To make this setting closer to possible real life situation, we assume that the lead time is 7 days and we need to satisfy the 99% of demand for the last 7 observations based on our model. Thus we produce the upper bound for the cumulative values for the confidence level of 99%:

adamModeliETSForecast <- forecast(adamModeliETS, h=7,
                                  cumulative=TRUE,
                                  interval="prediction",
                                  side="upper")

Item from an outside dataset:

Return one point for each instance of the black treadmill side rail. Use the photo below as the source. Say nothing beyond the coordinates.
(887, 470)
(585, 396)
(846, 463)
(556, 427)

Given that we deal with cumulative values, the basic plot will not be helpful, we should produce a different one (see Figure 17.8).

plot(sum(adamModeliETS$holdout), ylab="Cumulative demand",
     xlab="", pch=16,
     ylim=range(c(0, sum(adamModeliETS$holdout),
                  adamModeliETSForecast$upper)))
abline(h=adamModeliETSForecast$mean, col="blue", lwd=2)
abline(h=adamModeliETSForecast$upper, col="grey", lwd=2)
Cumulative demand, expectation and the upper bound based on iETS model.

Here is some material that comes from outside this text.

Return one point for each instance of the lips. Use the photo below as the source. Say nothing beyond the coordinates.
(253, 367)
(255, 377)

Figure 17.8: Cumulative demand, expectation and the upper bound based on iETS model.

What Figure 17.8 demonstrates is that for the holdout period of 7 days, the cumulative demand was around 18 units, while the upper bound of the interval was approximately 41. Based on that upper bound we could place an order (based on what we already have in stock) and have an appropriate safety stock.

17.3.5 Confidence interval

Finally, we can construct a confidence interval for some statistics. As discussed in Section 5.2 of Svetunkov (2021c), it can be constructed for the mean, for a parameter, for fitted values etc. In our context, we might be interested in the confidence interval for the conditional h steps ahead expectation. This implies that we are interested in the uncertainty of the line, not of the actual values. This means that the confidence interval can only be constructed for the model that takes the uncertainty of parameters into account (as discussed in Section 16). The construction of confidence interval in this case relies on the normal distribution, based on Central Limit Theorem, as long as the basic assumptions for the model and CLT are satisfied (see Section 4.2 and Chapter 12 of Svetunkov (2021c)). Technically speaking, the construction of confidence interval comes to capturing the model ucnertainty discussed in Chapter 16.

17.3.5.1 Example in R

The only way how the confidence interval can be constructed for ADAM models is via the reforecast() function. Consider the example with ADAM ETS(A,Ad,N) on BJSales data as in Section 17.2.8:

adamModel <- adam(BJsales, h=10, holdout=TRUE)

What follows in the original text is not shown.